Good thinking Angel Fish......it may take the sport out of catching them.....buuuut if you're looking for some fish to fry, once or twice won't hurt anything. Now that situation could get out of hand if someone were netting them every night or over the limit. But still a good idea. Now in Georgia that is a no no.....but that is one of the cool things I like about Florida's fishing policies. Cast netting game fish.


----------



## Jake Ace (May 4, 2000)

Good call Sand Flea. I was going to suggest a sabiki rig as well. I've seen / heard of folks getting small grey trout and specks on sabiki rigs in the lights at night on piers up here.

I had the same thing happen to me on the Outer Banks last year in June. The Spanish Mackeral were about 3-feet off the beach and just tearing through the smallest fish larva I've ever seen.

I know they were fish, because one "DUMB" Spanish impaled himself on my grub and when I got him in, he regurgitated a belly full of fish-fry so small, they still had visible yolk-sacs.

It wasn't until I got home that afternoon that someone far smarter than I, my wife, suggested a sabiki rig.

THROW THE BIG ONES BACK

Jake Ace


----------



## emanuel (Apr 2, 2002)

I like using the mackeral tree rig. Take gold hooks, slip clear drinking straw sections over them, and then attach those to your rig. I put maybe 4 or 5 dropper loops on a rig made out of #25 clear mono, attach the straws and hooks with a light (1/2) sinker and jig it up and down through the Spanish schools. Absolutely deadly. I've also caught blues, jacks, blue runners and even spadefish on this rig.


----------



## sand flea (Oct 24, 1999)

Match the hatch, guys, match the hatch. Good stories here all around. I particularly like Jake's story about fish so young they still had yolk sacks. Crazy! Teensy baitfish=teensy lures.

First time I saw someone using a sabiki to catch 20-inch fish I thought it was silly. Then I tied one on. 

If you're casting with these rigs, tie a sabiki or straw rig onto a stingsilver or surface popper.

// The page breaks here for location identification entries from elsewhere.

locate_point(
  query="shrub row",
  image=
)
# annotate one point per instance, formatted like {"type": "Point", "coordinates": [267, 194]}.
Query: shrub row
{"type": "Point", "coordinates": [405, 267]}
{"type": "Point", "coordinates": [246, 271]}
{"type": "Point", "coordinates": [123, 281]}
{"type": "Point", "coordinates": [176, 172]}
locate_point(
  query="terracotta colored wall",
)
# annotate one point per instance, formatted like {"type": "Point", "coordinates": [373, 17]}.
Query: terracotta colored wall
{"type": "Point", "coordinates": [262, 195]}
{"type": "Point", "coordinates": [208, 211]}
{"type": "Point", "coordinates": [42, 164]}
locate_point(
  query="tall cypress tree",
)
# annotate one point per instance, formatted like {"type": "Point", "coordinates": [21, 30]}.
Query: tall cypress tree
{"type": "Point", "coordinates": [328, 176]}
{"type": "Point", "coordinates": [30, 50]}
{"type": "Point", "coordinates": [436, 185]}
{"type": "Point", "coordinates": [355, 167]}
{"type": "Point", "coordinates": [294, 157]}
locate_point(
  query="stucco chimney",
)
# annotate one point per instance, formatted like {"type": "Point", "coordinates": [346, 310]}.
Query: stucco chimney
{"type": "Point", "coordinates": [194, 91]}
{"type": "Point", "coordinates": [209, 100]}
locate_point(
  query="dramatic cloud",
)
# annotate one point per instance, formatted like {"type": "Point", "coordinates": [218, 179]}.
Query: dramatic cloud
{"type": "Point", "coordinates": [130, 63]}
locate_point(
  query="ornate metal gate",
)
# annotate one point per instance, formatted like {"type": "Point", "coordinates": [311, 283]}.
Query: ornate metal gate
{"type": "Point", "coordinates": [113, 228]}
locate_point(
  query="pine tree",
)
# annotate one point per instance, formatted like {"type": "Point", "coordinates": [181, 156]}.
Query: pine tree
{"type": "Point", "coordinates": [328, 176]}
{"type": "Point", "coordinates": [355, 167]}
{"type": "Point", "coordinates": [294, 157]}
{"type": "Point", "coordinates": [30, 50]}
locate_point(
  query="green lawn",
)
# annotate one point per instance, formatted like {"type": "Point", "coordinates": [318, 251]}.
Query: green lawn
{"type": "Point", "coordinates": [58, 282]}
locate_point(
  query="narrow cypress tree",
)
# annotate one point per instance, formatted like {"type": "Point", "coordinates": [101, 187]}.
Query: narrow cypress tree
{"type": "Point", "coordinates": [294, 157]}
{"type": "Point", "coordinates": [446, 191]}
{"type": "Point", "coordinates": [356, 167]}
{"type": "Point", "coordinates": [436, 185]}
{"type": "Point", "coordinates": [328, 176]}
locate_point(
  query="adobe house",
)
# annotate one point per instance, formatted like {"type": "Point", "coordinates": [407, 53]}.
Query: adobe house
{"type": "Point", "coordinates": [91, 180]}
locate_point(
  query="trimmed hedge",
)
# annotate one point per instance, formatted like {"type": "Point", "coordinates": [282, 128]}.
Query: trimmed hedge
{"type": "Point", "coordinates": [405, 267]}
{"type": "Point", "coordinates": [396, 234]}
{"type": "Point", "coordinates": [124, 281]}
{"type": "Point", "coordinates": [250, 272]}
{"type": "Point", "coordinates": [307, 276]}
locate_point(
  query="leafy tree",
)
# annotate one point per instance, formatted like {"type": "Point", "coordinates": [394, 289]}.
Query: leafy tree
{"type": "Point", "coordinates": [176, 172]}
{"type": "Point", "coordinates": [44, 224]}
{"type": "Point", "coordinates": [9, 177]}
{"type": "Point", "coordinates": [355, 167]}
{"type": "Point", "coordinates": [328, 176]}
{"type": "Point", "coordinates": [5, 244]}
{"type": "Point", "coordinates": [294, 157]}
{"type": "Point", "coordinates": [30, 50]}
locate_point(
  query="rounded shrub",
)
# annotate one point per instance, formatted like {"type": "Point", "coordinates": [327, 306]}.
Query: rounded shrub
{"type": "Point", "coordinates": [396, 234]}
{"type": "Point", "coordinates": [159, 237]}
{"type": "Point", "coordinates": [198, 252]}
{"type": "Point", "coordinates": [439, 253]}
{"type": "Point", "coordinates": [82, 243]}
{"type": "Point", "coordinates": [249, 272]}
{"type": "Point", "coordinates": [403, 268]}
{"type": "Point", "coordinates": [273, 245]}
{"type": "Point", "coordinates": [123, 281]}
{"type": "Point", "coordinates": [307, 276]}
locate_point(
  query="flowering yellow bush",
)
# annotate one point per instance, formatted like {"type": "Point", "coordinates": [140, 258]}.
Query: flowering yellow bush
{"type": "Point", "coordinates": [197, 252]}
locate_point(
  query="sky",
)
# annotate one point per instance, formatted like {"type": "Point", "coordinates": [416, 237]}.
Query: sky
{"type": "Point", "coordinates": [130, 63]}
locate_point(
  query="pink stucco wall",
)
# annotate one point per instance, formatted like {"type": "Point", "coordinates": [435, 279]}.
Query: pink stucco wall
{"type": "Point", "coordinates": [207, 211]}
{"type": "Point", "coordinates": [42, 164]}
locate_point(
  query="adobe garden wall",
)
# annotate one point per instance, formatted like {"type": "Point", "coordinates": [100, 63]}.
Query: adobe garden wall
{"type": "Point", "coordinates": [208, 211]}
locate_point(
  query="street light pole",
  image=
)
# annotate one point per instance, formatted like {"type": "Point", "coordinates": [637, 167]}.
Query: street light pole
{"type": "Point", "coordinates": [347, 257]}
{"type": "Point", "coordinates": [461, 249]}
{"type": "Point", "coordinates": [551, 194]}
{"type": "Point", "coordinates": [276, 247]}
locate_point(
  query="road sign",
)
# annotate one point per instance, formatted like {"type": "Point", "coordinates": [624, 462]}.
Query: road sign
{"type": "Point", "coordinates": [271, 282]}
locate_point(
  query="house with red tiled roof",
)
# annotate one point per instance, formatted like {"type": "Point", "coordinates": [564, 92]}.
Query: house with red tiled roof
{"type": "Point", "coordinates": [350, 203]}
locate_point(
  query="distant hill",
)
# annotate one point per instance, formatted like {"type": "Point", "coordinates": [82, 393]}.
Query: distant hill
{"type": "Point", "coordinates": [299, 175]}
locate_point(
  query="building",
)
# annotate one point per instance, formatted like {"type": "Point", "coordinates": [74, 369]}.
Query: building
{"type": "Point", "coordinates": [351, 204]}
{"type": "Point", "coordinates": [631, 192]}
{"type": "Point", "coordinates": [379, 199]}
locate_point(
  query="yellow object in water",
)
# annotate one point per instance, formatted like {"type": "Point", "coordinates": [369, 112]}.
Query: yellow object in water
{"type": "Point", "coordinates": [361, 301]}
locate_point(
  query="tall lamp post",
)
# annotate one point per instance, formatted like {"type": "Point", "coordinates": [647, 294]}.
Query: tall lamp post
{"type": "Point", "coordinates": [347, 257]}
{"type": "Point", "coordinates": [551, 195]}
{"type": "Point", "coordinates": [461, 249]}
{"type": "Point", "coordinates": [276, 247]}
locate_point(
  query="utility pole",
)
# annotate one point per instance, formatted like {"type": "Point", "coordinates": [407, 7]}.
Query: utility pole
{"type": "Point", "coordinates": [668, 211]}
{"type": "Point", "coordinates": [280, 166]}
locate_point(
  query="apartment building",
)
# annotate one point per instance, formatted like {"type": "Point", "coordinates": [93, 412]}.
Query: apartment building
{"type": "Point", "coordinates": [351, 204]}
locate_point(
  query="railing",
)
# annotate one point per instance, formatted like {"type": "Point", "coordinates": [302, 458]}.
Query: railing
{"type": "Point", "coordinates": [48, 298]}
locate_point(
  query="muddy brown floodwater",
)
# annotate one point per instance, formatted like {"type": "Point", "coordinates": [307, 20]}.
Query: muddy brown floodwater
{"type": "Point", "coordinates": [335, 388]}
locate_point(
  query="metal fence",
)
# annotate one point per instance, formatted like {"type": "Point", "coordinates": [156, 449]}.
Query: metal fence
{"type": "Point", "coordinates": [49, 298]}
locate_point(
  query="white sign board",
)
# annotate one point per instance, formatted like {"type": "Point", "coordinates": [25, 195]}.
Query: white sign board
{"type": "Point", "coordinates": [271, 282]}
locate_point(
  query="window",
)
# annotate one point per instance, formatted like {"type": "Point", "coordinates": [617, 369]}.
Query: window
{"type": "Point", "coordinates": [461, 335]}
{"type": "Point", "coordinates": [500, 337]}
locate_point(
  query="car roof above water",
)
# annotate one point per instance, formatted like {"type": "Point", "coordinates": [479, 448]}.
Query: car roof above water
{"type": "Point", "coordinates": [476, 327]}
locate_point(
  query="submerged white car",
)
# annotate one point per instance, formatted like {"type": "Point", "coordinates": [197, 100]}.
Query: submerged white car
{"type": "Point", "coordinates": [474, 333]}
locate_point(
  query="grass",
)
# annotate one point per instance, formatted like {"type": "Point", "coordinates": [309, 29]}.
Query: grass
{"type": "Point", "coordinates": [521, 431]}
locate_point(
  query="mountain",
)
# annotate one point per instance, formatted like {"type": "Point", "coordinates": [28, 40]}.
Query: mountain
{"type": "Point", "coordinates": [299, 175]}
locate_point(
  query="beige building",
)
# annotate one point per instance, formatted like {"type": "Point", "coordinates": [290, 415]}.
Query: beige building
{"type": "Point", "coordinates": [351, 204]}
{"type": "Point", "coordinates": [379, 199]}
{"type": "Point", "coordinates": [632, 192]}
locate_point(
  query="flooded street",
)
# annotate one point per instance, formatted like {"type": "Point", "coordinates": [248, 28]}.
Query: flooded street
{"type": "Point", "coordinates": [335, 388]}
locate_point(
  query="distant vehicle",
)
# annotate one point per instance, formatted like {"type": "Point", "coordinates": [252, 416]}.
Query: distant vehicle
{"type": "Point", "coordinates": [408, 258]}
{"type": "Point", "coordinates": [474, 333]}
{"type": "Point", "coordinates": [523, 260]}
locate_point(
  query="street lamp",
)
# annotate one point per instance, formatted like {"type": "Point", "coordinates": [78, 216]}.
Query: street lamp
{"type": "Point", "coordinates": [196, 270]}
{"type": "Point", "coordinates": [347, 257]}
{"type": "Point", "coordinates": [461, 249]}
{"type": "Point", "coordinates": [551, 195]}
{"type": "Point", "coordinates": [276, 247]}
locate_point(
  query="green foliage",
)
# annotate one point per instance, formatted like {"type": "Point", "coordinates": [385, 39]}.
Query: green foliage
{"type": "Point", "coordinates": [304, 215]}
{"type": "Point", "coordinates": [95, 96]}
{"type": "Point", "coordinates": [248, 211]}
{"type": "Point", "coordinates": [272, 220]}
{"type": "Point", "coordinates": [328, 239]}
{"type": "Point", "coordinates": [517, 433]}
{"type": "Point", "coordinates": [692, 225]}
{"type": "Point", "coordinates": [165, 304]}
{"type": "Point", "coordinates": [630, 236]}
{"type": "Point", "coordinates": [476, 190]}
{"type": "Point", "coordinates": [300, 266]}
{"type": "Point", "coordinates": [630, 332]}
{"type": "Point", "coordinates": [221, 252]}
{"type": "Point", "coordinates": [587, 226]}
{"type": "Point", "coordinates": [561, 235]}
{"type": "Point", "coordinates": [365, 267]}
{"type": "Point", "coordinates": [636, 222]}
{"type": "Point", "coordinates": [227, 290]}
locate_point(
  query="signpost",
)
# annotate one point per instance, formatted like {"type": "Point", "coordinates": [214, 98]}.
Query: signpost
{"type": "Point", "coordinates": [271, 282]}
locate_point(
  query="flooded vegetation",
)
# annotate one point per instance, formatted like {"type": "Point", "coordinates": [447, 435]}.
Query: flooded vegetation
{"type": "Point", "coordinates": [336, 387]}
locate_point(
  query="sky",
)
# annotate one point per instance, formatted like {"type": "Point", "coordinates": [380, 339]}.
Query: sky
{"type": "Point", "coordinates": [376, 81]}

It'll give weight to the rig and allow you to cast it.

So what sabiki pattern do you folks like?


----------



## creek (Dec 16, 2003)

I need to be educated on sabiki rigs. Does anyone have a picture and how do you fish them?


----------



## derek (Nov 6, 2003)

http://www.daiichihooks.com/products/sabiki_rigs.html

Basically, they are just a little tree of small flys/jigs. I'll let someone who's actually used them tell you how to use them. 

The red/white ones would probably have worked the night that started this thread, although may have need a float or two rather than weight to keep it on the surface.


----------